I recently had the pleasure of meeting Chiara Rizzica of Fondazione Housing Sociale who is from Milan, Italy. She is both an architect and the person responsible for coordinating International Partnership projects. In our discussions, I learned that the organization she works for is not a social housing company but a new aged consultancy firm of sorts that is seeking to help the social housing industry improve in all areas of operation.
Fondazione Housing Sociale (FHS) is a private, non-profit organization, and works for the purposes of public and social interest. The Foundation’s mission is to experiment with innovative solutions for structuring, financing, construction and management of social housing initiatives economically sustainable, not based on the logic of free grants.
Building Social Managers
FHS does not build nor manage social housing units, but designs processes and models. The most important actor in the management model is the “Social Manager”. The role of the Social Manager consists of the performance of duties relating to social promotion and the management of the rental property: this figure is different from a normal real-estate manager due to the central role assigned to the tenant and to the community that is the beneficiary of the services.
The way in which they identify and try out this type of operator, that is called a “Social Manager”. The social manager represents one of the most significant innovations in FHS’s work. The activities covered by the Social Manager include not only the provision of real-estate services, management of the financial and administrative aspects connected with activities, but also services relating to the community and neighbourhood, whose functioning requires the activation of non-financial external resources that are characteristic of the non-profit and limited profit sector. The main objectives of the Social Manager are the provision of high-quality services, including the monitoring and evaluation, and the integration of the financial and social aspects, focusing on the formation of relational and ethical networks, on participation and on the sense of belonging.
Changing Italy’s Social Housing Sector
FHS’s goal was to create a platform and raise the awareness and availability of social and affordable housing in Italy. . Up until early 2000, Social Housing in Italy had been based on a traditional model of intervention: the only way to have social housing was connected to the idea that the State government was going to play all the primary roles of planner and executor. The new model being used is a game changer! FHS works in the following ways:
- Financial-economic Planning of the various aspects of the intervention
- Social management of the buildings: They do not manage but help build up smart socially responsible management.
- Develop a Plan that Helps Create a Healthy Social Mix: They put in work to ensure the building has a good mix of populations.
- Design of services: Help develop relationships between a new building and the existing neighborhood as well as strong social services.

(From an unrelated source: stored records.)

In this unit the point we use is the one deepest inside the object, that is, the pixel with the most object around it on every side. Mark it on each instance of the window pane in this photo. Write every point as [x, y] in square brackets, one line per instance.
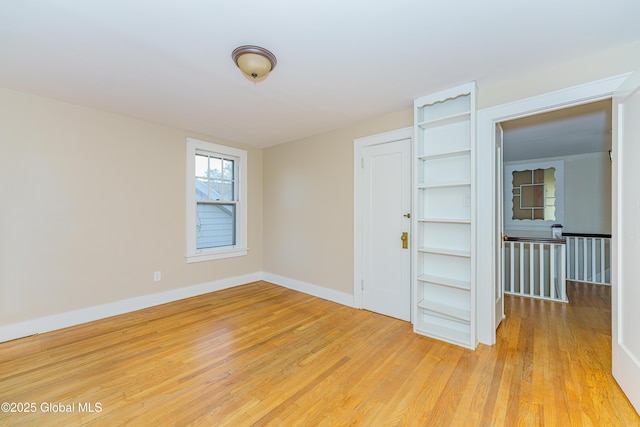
[202, 189]
[215, 167]
[215, 190]
[202, 165]
[215, 225]
[228, 170]
[227, 191]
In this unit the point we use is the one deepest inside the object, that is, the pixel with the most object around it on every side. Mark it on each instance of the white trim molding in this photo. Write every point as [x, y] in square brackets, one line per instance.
[487, 236]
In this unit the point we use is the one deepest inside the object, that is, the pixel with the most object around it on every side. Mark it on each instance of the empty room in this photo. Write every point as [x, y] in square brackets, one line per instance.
[307, 213]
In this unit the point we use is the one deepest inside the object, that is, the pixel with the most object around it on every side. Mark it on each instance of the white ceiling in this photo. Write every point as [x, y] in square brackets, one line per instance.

- Architectural design with particular focus on the definition of the relational space both inside and outside the buildings, in order to give value to the social aspect of the living space and to the relationships with the environment it is part of.
- Environmental sustainability and a sustainable lifestyle:
- Coordination with local council policies: the planning of the social housing intervention in partnership with the local council in order to maximise the coordination of housing policy.
- Community Start-up and support: a support phase is foreseen for both the start-up and consolidation of the social infrastructure of the community, which will last for many years following the construction of the buildings.
FHS promotes the creation of living and social contexts where residents are directly involved, supported by a network of services, and where they are able to make rich and meaningful human connections. The FHS model for the Community Start up process follows a path that begins six months before the arrival of the first residents and ends a year after move in. It is a process that trains the residents on how to plan the use of their shared space and to draw up self-governing rules.
FHS developed a rich and meaningful pathway in how they organize and engage with social housing companies, governments and residents. There is much to learn from this organization in how a “social” building comes into existence and the way it is integrated into a neighborhood. This holistic approach is extremely unique and something that all parties involved in social housing should pay close attention to. In future articles, we will dive in deeper to the work being done at FHS and look at challenges and projects.